First-Team All-Stars (prior to 1981-82, the Vezina Trophy was awarded to the goaltender[s] on the team that allowed the fewest goals)
Tony Esposito, 1979-80 (age 36)
Like Hasek and Thomas, Esposito's career got off to a later-than-usual start -- he didn't play his first NHL game until he was 25 and had to go from Montreal to Chicago to become a starter. But 10 years after posting 15 shutouts and winning First-Team honors as a rookie, Esposito was again the best goaltender in the new 21-team NHL, going 31-22-16 with a 2.97 GAA and six shutouts for Chicago.
Glenn Hall, 1968-69 (age 37)
The Blackhawks let Hall, then age 36, go to St.
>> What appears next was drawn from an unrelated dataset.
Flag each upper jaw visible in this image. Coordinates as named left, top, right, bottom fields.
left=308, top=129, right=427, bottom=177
Louis in the 1967 expansion draft, thinking he was too old to carry the load in an era that still saw many teams give the vast majority of work to one goaltender. But the combination of Hall and another old-timer, Jacques Plante, worked perfectly for the Blues, who made it to three consecutive Stanley Cup Finals.
Hall became the first member of an expansion team to be named a First-Team All-Star, in 1968-69, when he went 19-12-8 with a 2.17 GAA and eight shutouts for the Blues.
Gump Worsley, 1967-68 (age 38)
The Montreal native was coming off a poor season in 1966-67 (3.18 GAA in only 18 games), but was almost flawless in 1967-68. The Gumper went 19-9-8 and posted a 1.98 GAA and six shutouts in the regular season, then went 11-0 in the playoffs with a 1.88 GAA as the Canadiens won the Stanley Cup for the third time in four years.